Suddenly, front behind the front, a bright light soared in the night.  A shimmering wall snapped into reality.  It curved toward the top and seemed to form a dome over all I could see.  Then, like the snapping of my fingers, it vanished, taking most of the island with it.  Eirin was gone!  It simply vanished!  From somewhere in my tortured soul came the realization that we had just been abandoned to the fight.  Likewise, my fellows realized this, too.  Like a slap in the face, they regained their composure and set about reforming the line.  The tides turned for us.  The Fomori’s dreadful magic would no longer work on us.  Instead, it healed the very wounds the Fomori blades carved into our bodies.

As the battle swung in our favor, we began to decimate our enemy and push them into the sea.  They made retreat and launched their skiffs and boats.  We slaughtered them by the score.  Balor would never allow his minions to flee, but he is a smart general and understands the value of retreat.  It was called in full as the Red and Black surged to victory in a mindless, berserker fury.  From behind the ships of the Fomori, a great rent was torn in the fabric of the night.  Behind it swirled the familiar and enticing realm of pure Chaos.  We captured launch boats and fought our way to the ships, boarding many.  By then, our numbers had dwindled from around 6,000 to less than 2,000.  Fomori deaths were much more significant.  Nonetheless, we captured many ships and followed the Fomori through this rift into Chaos.

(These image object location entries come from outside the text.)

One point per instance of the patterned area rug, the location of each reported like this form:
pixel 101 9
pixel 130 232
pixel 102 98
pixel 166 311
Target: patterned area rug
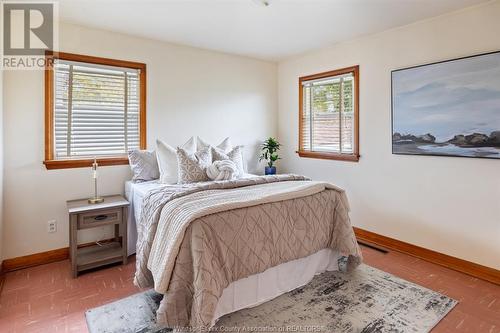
pixel 367 300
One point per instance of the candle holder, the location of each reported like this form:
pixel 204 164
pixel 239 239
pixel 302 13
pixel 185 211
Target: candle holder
pixel 96 199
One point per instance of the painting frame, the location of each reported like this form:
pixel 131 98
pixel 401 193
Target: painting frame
pixel 420 153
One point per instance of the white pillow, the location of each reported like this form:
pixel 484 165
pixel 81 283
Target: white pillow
pixel 192 166
pixel 235 155
pixel 144 165
pixel 225 145
pixel 167 160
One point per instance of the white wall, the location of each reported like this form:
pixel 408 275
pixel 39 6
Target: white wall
pixel 190 92
pixel 447 204
pixel 1 166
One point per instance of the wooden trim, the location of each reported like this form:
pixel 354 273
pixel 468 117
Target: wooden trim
pixel 354 157
pixel 329 156
pixel 476 270
pixel 67 164
pixel 42 258
pixel 50 162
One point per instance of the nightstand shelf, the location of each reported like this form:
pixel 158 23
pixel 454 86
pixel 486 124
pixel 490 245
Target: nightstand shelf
pixel 82 215
pixel 98 255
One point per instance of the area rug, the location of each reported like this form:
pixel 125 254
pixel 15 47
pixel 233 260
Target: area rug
pixel 366 300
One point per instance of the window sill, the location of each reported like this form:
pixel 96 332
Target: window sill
pixel 329 156
pixel 85 163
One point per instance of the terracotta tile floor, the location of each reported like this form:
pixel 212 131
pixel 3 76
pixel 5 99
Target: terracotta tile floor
pixel 47 299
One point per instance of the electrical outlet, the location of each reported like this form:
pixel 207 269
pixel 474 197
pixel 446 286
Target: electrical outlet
pixel 52 226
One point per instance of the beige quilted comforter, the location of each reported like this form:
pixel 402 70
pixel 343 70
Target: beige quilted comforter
pixel 194 240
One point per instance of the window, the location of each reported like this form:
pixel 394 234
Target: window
pixel 94 108
pixel 328 108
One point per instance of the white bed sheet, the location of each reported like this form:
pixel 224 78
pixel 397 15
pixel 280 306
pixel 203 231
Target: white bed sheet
pixel 273 282
pixel 135 193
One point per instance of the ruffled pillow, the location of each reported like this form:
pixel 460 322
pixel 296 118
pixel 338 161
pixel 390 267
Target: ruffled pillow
pixel 167 160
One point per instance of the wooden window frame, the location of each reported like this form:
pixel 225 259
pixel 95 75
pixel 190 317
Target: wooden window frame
pixel 52 163
pixel 354 156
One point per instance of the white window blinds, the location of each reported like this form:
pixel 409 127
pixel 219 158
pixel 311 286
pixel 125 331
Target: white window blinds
pixel 328 114
pixel 96 110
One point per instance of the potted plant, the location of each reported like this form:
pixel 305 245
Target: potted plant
pixel 270 149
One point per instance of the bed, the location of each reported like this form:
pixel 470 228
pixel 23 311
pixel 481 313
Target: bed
pixel 213 248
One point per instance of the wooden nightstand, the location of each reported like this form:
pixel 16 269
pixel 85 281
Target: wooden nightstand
pixel 82 215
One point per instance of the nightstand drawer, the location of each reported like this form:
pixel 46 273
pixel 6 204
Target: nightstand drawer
pixel 97 218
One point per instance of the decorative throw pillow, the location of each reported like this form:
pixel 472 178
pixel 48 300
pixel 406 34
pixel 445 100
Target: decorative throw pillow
pixel 235 155
pixel 144 165
pixel 222 170
pixel 225 145
pixel 167 160
pixel 192 166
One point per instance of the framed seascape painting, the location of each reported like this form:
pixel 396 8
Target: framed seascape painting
pixel 450 108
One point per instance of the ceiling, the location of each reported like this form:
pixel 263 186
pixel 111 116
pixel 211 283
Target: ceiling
pixel 246 27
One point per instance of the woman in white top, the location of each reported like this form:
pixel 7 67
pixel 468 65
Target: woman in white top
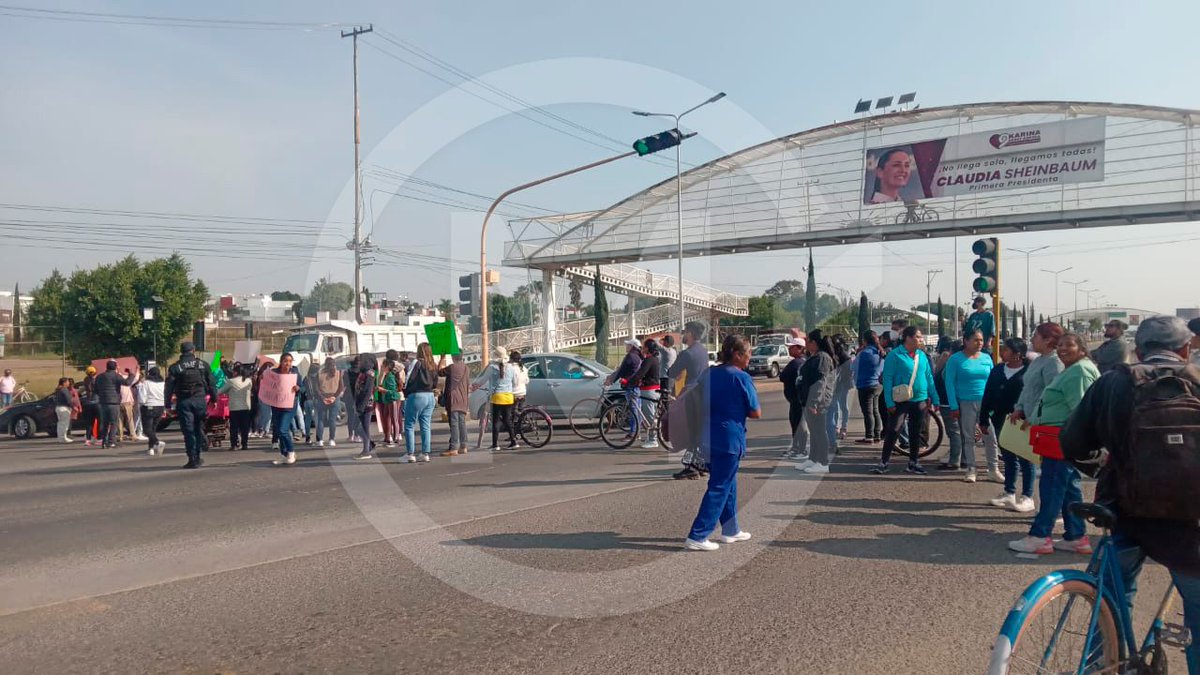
pixel 520 380
pixel 150 394
pixel 240 389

That battle is a story for another day, but suffice it to say that we fought for what seemed like an eternity.

So… the compromise.  It was the decision that I was forced to make.  Allow sweet death to take my brothers and sisters, or permanently stain them with Chaos?  You now know which path I took and it still pains me to this day.  What hurts the most, however, is Oberon’s betrayal of two full orders.  I suppose he made a compromise, too.  Faced with the overwhelming invasion of the Fomori, he had chosen to take Eirinn out of the fight.  Like me, Oberon would do whatever it took to preserve the realm.  In this case, it meant betraying his kind and kin.  I understand it, but I will forever hate that bastard for what he did.  I will forever hate myself for what I did.  We are both unforgivable.

Hopefully, by the time you read this Eirinn will have been restored.  Perhaps the stain of Chaos has been removed from our bodies.  Is it possible that we have come home?  Over all, I hope you never have to make such a compromise.